The starboard end of the starting line was heavily favored due to the straight shot it provided out the channel, so both boats set up off the Jamestown shore for a long timed run on starboard tack. Paradox led into the starting area off the Castle Hill Lighthouse and, with both boats a few seconds late, seemed to be content to cross the line with a slight lead. At the last second, however, Aschenbrenner hardened up and cut off the path of the hard-charging Phaedo3, forcing the larger boat to spin head to wind on the wrong side of the starting line and turn an achingly slow 360, before setting off in pursuit of its rival.
For a race of this extreme distance, such an advantage at the outset means little. To wit, by 3:30 p.m., 90 minutes into the race, Phaedo3 had rolled over the top of Paradox and was scorching south of Martha’s Vineyard on an east-southeast heading at 30 knots. Paradox wasn’t exactly plodding along, hitting over 22 knots according to the tracker, but was quickly losing touch with the competition. Hopefully the early win helped ease the pain of watching Phaedo3 disappear over the horizon.
A boat that did a fine job of hanging on to Rambler 88, finishing just four hours after her on the water, was another of the final four starters, Peter Aschenbrenner’s 66ft Irens-Cabaret designed trimaran, Paradox. She is unusual in being ostensibly a fully-fledged racer, like Lloyd Thornburg’s MOD70 Phaedo³, but down below hides a proper owner’s cabin, a refrigerator, running hot water and even the ultimate luxury of a flushing toilet. And yet this ultimate racer cruiser is capable of daily runs which only a couple of decades ago would have made her the world’s fastest offshore race boat.

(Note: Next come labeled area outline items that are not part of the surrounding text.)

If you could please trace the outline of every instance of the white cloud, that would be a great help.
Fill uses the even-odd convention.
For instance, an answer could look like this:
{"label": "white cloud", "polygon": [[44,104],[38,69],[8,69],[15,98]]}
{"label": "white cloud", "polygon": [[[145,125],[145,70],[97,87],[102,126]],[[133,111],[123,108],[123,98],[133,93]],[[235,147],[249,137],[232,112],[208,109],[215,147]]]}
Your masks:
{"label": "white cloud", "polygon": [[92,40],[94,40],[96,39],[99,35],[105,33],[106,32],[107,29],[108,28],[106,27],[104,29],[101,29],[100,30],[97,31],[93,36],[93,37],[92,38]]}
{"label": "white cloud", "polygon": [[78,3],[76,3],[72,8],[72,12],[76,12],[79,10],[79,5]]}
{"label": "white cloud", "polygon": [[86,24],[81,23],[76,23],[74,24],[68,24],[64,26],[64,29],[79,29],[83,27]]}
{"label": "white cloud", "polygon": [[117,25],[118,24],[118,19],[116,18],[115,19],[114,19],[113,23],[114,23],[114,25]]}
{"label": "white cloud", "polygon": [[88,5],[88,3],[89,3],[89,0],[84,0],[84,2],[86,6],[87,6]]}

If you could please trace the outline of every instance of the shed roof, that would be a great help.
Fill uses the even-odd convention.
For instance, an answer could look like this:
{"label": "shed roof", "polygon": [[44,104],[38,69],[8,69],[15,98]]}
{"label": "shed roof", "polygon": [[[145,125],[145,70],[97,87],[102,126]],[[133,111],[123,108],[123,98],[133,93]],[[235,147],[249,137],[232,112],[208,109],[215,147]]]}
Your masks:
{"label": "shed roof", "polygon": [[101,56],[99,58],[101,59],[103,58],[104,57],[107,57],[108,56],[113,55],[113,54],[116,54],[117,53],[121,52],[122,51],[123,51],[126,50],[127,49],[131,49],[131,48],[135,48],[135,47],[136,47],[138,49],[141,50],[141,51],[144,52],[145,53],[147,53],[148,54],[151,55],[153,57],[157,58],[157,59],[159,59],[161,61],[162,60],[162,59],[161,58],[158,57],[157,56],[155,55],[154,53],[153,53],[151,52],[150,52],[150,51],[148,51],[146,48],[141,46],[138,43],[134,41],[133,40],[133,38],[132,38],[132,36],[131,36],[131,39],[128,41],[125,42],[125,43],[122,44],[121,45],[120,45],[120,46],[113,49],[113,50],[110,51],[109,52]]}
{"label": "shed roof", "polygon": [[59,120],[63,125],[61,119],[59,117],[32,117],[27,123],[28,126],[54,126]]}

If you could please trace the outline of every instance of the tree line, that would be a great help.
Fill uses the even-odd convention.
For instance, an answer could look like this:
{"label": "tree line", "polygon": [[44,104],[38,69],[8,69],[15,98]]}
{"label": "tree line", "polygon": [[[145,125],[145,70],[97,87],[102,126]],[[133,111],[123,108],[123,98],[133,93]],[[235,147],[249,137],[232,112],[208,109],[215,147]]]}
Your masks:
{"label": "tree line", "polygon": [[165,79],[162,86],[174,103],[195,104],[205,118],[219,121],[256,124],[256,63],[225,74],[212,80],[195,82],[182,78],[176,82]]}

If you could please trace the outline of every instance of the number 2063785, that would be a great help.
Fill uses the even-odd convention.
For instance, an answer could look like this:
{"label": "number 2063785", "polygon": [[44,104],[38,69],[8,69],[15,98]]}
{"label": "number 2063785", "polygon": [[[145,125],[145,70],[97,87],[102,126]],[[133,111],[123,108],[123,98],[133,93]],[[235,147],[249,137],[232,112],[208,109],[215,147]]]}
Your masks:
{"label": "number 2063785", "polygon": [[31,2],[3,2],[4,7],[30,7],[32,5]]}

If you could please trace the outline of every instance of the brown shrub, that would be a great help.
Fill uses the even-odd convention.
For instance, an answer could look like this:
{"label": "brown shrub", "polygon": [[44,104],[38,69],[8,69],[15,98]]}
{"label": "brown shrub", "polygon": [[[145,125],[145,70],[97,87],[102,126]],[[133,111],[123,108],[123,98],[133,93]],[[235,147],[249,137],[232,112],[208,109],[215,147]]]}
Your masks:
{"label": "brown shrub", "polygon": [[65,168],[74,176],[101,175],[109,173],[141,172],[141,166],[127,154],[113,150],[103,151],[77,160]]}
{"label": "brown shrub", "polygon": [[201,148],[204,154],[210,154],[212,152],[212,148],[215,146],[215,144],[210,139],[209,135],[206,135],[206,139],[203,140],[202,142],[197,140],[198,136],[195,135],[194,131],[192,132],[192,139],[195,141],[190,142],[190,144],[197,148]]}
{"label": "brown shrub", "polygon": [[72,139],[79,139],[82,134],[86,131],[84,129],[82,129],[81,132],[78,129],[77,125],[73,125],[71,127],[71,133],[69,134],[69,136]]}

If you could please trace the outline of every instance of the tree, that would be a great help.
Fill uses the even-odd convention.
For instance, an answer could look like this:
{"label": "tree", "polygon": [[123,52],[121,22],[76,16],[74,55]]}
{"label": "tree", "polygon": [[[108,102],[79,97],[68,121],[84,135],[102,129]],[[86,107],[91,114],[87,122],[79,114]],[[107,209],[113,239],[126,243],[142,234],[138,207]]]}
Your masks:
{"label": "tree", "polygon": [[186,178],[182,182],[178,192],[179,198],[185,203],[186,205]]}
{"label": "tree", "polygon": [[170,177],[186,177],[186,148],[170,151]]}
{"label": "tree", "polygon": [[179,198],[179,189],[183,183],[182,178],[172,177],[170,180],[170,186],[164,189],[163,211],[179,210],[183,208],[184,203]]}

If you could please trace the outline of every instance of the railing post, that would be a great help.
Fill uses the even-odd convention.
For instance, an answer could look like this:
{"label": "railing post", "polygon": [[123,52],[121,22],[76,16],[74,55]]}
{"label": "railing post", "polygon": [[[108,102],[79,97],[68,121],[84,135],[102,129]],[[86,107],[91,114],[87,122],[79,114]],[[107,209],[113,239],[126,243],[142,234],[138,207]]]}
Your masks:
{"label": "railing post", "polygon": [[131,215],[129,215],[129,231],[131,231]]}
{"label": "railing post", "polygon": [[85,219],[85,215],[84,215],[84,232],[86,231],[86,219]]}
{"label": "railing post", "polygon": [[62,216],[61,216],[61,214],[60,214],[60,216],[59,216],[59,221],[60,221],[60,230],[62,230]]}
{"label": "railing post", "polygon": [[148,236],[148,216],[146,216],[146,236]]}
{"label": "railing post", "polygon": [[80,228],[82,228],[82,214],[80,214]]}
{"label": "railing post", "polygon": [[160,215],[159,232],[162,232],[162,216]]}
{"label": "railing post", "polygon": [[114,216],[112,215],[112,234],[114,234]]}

Sailing on board was the world’s fastest sailor, Australian SailRocket 2 skipper Paul Larsen, who described the ride: “It was just a classic transatlantic multihull blast – everything was just saturated and everyone was still in the same underpants they started off in, eyes were raw, beds were getting wetter and wetter until you’re just sleeping in your foul weather gear. It was fantastic!”
The fastest part of their voyage was reaching under masthead genniker along the southern side of Point Alpha, the ice exclusion zone, with the boat sitting on 30 knots. “The top mast was bending and everything was loaded up,” Larsen recalled. “We raced it really hard and she just took it. We certainly weren’t treating it like a cruising boat”

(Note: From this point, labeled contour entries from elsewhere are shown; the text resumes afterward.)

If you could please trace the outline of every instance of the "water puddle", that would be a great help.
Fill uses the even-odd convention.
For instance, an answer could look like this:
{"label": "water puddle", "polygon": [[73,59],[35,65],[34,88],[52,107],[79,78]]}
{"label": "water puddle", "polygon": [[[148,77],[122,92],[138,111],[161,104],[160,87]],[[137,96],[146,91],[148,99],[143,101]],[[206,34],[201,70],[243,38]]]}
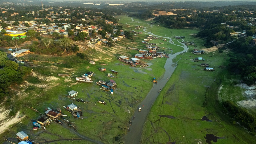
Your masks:
{"label": "water puddle", "polygon": [[209,122],[211,122],[212,121],[211,120],[210,120],[207,118],[206,116],[203,116],[202,119],[201,119],[202,121],[206,121]]}
{"label": "water puddle", "polygon": [[176,117],[174,117],[172,116],[169,116],[167,115],[158,115],[158,116],[160,117],[167,117],[167,118],[171,119],[176,118]]}

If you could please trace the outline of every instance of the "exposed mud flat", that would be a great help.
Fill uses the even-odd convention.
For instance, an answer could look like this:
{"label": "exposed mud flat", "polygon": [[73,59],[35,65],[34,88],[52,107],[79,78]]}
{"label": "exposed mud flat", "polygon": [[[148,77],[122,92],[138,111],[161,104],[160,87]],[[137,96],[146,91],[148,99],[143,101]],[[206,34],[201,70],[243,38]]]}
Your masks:
{"label": "exposed mud flat", "polygon": [[158,116],[160,117],[167,117],[167,118],[171,118],[172,119],[173,118],[176,118],[176,117],[174,117],[172,116],[170,116],[167,115],[158,115]]}
{"label": "exposed mud flat", "polygon": [[211,122],[212,121],[211,120],[210,120],[207,118],[206,116],[203,116],[203,117],[201,119],[202,121],[206,121],[209,122]]}

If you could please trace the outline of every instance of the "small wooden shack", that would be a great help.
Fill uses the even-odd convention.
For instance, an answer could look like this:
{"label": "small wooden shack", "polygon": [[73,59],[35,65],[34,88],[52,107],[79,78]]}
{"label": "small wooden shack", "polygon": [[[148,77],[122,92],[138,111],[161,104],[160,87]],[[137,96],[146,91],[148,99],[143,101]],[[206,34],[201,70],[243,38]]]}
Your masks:
{"label": "small wooden shack", "polygon": [[38,119],[37,120],[37,123],[43,125],[50,122],[49,117],[45,116],[43,116]]}
{"label": "small wooden shack", "polygon": [[20,131],[16,135],[17,138],[20,141],[25,141],[28,139],[28,136],[23,131]]}
{"label": "small wooden shack", "polygon": [[74,90],[72,90],[68,93],[68,96],[71,97],[73,97],[77,94],[78,92],[76,92]]}

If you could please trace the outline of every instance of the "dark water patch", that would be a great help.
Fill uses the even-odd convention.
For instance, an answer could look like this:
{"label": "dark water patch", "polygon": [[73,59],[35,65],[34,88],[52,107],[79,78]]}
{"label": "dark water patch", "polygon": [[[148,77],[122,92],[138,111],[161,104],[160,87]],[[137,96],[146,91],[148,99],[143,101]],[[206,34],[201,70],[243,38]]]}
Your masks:
{"label": "dark water patch", "polygon": [[169,116],[167,115],[158,115],[158,116],[160,117],[167,117],[167,118],[171,119],[176,118],[176,117],[174,117],[172,116]]}
{"label": "dark water patch", "polygon": [[126,86],[127,86],[127,87],[131,87],[131,86],[130,86],[130,85],[128,85],[128,84],[126,84],[126,83],[125,83],[125,82],[123,80],[123,83],[124,83],[124,84],[125,84],[125,85]]}
{"label": "dark water patch", "polygon": [[171,105],[171,103],[169,103],[169,102],[167,101],[166,101],[165,102],[165,103],[166,104],[168,104],[169,105]]}
{"label": "dark water patch", "polygon": [[217,137],[213,134],[207,134],[206,136],[204,137],[204,138],[206,139],[205,141],[206,142],[209,144],[212,144],[212,141],[213,141],[214,142],[217,142],[217,140],[218,138],[219,138],[218,137]]}
{"label": "dark water patch", "polygon": [[209,122],[211,122],[212,121],[211,120],[210,120],[207,118],[206,116],[203,116],[203,117],[201,119],[202,121],[206,121]]}

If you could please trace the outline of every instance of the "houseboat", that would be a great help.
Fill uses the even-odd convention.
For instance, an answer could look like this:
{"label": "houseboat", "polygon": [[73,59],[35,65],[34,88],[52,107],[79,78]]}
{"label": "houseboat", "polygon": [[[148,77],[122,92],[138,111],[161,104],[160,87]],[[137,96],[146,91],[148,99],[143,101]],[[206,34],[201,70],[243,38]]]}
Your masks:
{"label": "houseboat", "polygon": [[110,90],[110,88],[106,85],[101,85],[101,87],[100,88],[107,91],[109,91]]}
{"label": "houseboat", "polygon": [[96,83],[100,85],[101,85],[102,84],[105,85],[107,84],[104,81],[104,80],[99,80],[99,81],[97,81],[96,82]]}
{"label": "houseboat", "polygon": [[89,62],[89,63],[91,64],[95,64],[95,62],[90,60],[90,62]]}
{"label": "houseboat", "polygon": [[99,68],[99,70],[101,71],[101,72],[104,72],[106,71],[106,68]]}
{"label": "houseboat", "polygon": [[93,75],[93,72],[89,72],[85,73],[84,75],[83,75],[82,76],[86,78],[89,78],[91,77]]}
{"label": "houseboat", "polygon": [[77,81],[86,82],[88,83],[93,83],[93,80],[92,80],[92,79],[90,78],[85,78],[83,77],[76,77],[76,80]]}
{"label": "houseboat", "polygon": [[98,102],[100,103],[101,104],[105,104],[106,103],[106,102],[105,102],[105,101],[101,101],[100,100],[99,101],[97,101]]}
{"label": "houseboat", "polygon": [[113,72],[113,73],[116,73],[117,74],[118,73],[118,72],[117,72],[116,71],[113,70],[113,69],[111,70],[111,72]]}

Aside from this, one of the highlights of the trip was the start in Newport, when Paradox luffed her three-hulled rival Phaedo³ into irons, which Larsen admitted gave them a warm feeling for the remainder of the voyage.

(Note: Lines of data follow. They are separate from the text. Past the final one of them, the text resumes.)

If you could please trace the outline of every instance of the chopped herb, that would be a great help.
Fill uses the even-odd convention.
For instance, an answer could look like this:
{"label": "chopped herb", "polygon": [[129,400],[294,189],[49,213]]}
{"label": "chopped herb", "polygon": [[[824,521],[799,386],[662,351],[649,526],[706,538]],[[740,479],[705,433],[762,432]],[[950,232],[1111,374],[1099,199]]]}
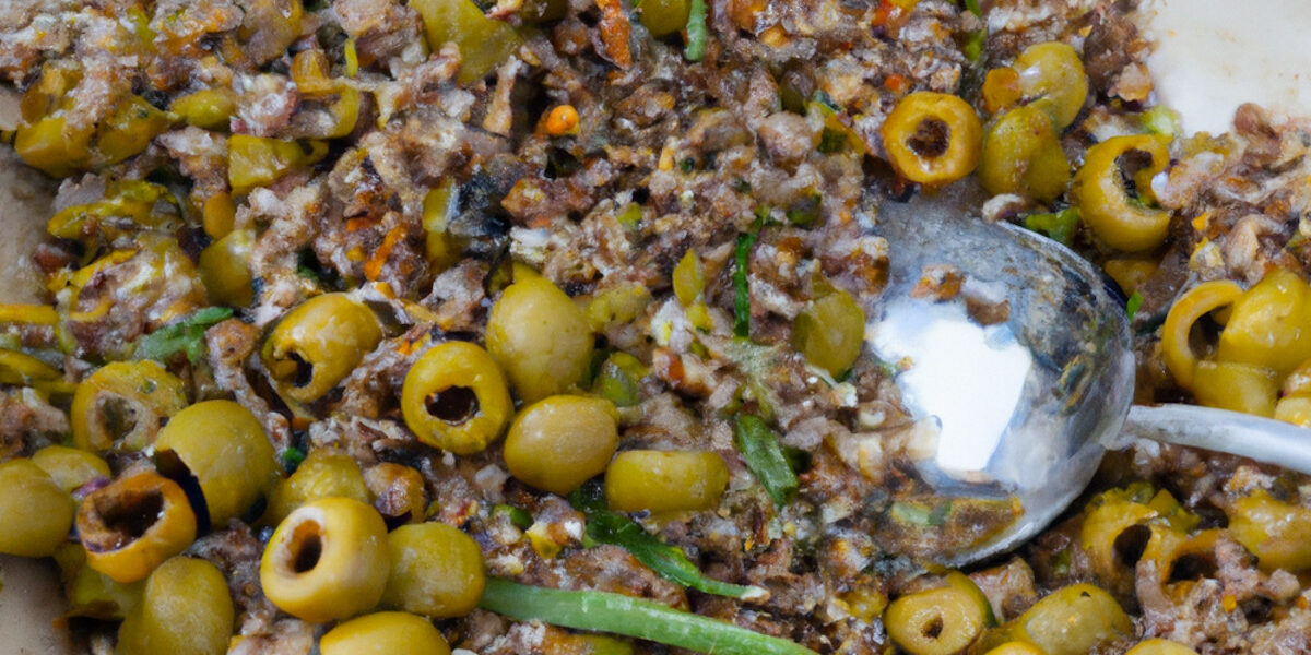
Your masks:
{"label": "chopped herb", "polygon": [[834,152],[840,152],[842,147],[847,144],[847,135],[836,131],[825,128],[819,134],[819,145],[815,147],[817,151],[831,155]]}
{"label": "chopped herb", "polygon": [[760,236],[760,227],[764,221],[759,217],[749,232],[738,234],[735,255],[737,267],[733,270],[733,334],[738,337],[751,335],[751,288],[747,286],[747,269],[751,263],[751,246]]}
{"label": "chopped herb", "polygon": [[788,217],[788,223],[808,228],[814,225],[819,220],[819,208],[823,204],[823,195],[818,193],[806,194],[800,200],[792,203],[788,211],[783,212]]}
{"label": "chopped herb", "polygon": [[1134,316],[1138,314],[1138,308],[1143,307],[1143,295],[1134,291],[1129,296],[1129,301],[1125,303],[1125,313],[1129,314],[1129,322],[1133,322]]}
{"label": "chopped herb", "polygon": [[705,0],[692,0],[692,7],[687,12],[687,50],[683,51],[688,62],[700,62],[705,56],[709,31],[705,26]]}
{"label": "chopped herb", "polygon": [[1165,105],[1156,105],[1155,107],[1143,111],[1138,117],[1138,121],[1142,123],[1143,130],[1147,130],[1151,134],[1159,134],[1173,139],[1183,132],[1179,113]]}
{"label": "chopped herb", "polygon": [[970,62],[978,62],[983,58],[983,45],[987,42],[987,30],[971,31],[965,37],[965,43],[961,45],[961,52],[965,54],[965,59]]}
{"label": "chopped herb", "polygon": [[628,203],[619,214],[615,215],[615,220],[620,225],[628,229],[636,229],[637,224],[642,221],[642,206],[637,203]]}
{"label": "chopped herb", "polygon": [[599,485],[585,485],[569,494],[569,502],[587,516],[587,537],[591,541],[628,550],[638,562],[666,580],[738,600],[762,599],[766,595],[760,587],[743,587],[707,578],[687,559],[680,548],[665,544],[628,516],[607,510]]}
{"label": "chopped herb", "polygon": [[492,508],[492,516],[505,516],[510,519],[510,524],[515,528],[526,531],[532,527],[532,515],[524,511],[522,507],[515,507],[513,504],[498,504]]}
{"label": "chopped herb", "polygon": [[830,96],[825,90],[814,92],[814,94],[810,96],[810,102],[818,102],[834,111],[842,111],[842,105],[839,105],[835,100],[832,100],[832,96]]}
{"label": "chopped herb", "polygon": [[296,468],[299,468],[303,461],[305,461],[305,452],[300,448],[292,445],[286,451],[282,451],[282,468],[288,476],[295,473]]}
{"label": "chopped herb", "polygon": [[153,359],[168,362],[178,352],[186,352],[193,364],[201,362],[205,354],[205,330],[211,325],[232,317],[232,309],[207,307],[160,328],[136,342],[134,359]]}
{"label": "chopped herb", "polygon": [[519,621],[621,634],[696,652],[815,655],[787,639],[621,593],[552,590],[488,578],[479,607]]}
{"label": "chopped herb", "polygon": [[797,491],[797,474],[788,464],[788,456],[783,452],[773,430],[770,430],[760,417],[738,414],[733,421],[733,434],[746,468],[760,481],[773,504],[779,507],[787,504]]}
{"label": "chopped herb", "polygon": [[1079,210],[1068,207],[1055,214],[1030,214],[1024,217],[1024,227],[1041,232],[1062,245],[1070,245],[1079,227]]}

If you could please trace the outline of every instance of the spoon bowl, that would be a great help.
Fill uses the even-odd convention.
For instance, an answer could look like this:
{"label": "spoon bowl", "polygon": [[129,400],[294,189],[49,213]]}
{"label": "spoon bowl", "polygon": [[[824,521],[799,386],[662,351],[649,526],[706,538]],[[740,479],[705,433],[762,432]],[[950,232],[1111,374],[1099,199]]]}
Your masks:
{"label": "spoon bowl", "polygon": [[[901,371],[920,477],[941,495],[1023,508],[987,541],[944,553],[952,565],[1008,550],[1061,514],[1134,388],[1122,297],[1061,244],[964,215],[977,203],[962,193],[884,207],[874,232],[889,242],[889,284],[869,330]],[[922,284],[926,271],[940,282]]]}

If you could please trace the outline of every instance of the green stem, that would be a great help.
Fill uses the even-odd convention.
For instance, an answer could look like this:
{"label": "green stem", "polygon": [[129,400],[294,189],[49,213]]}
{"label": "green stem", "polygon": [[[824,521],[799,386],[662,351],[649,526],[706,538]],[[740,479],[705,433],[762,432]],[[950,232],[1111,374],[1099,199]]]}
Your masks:
{"label": "green stem", "polygon": [[482,609],[519,621],[636,637],[714,655],[817,655],[787,639],[649,600],[603,591],[565,591],[488,578]]}

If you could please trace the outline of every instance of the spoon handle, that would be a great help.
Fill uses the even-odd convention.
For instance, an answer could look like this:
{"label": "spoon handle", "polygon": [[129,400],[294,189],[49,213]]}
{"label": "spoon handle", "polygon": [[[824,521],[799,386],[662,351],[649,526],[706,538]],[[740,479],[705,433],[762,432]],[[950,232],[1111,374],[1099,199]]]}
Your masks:
{"label": "spoon handle", "polygon": [[1133,438],[1227,452],[1311,474],[1311,430],[1282,421],[1196,405],[1134,405],[1120,436],[1106,447],[1126,447]]}

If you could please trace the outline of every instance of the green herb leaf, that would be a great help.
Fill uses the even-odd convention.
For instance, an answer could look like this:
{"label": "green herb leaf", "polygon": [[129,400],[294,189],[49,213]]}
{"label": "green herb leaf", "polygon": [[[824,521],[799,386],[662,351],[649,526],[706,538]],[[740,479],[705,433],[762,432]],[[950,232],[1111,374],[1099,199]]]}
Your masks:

Rather than sail all the way to the Solent, the exhausted and sodden crew chose to put into Dartmouth last night to regroup and get warm and dry.
Transatlatic race was great conditions for Paradox. We pushed her hard and she took every bit. The boat was super fast with the foil, bow sprit and bigger Genaker. The downwind VMG angles where great in these 20-25kt winds. We were downwind most of the race sailing at between 20 and 30kts in the surf, reaching at 30kts along the exclusion zone was probably the most fun part of the race.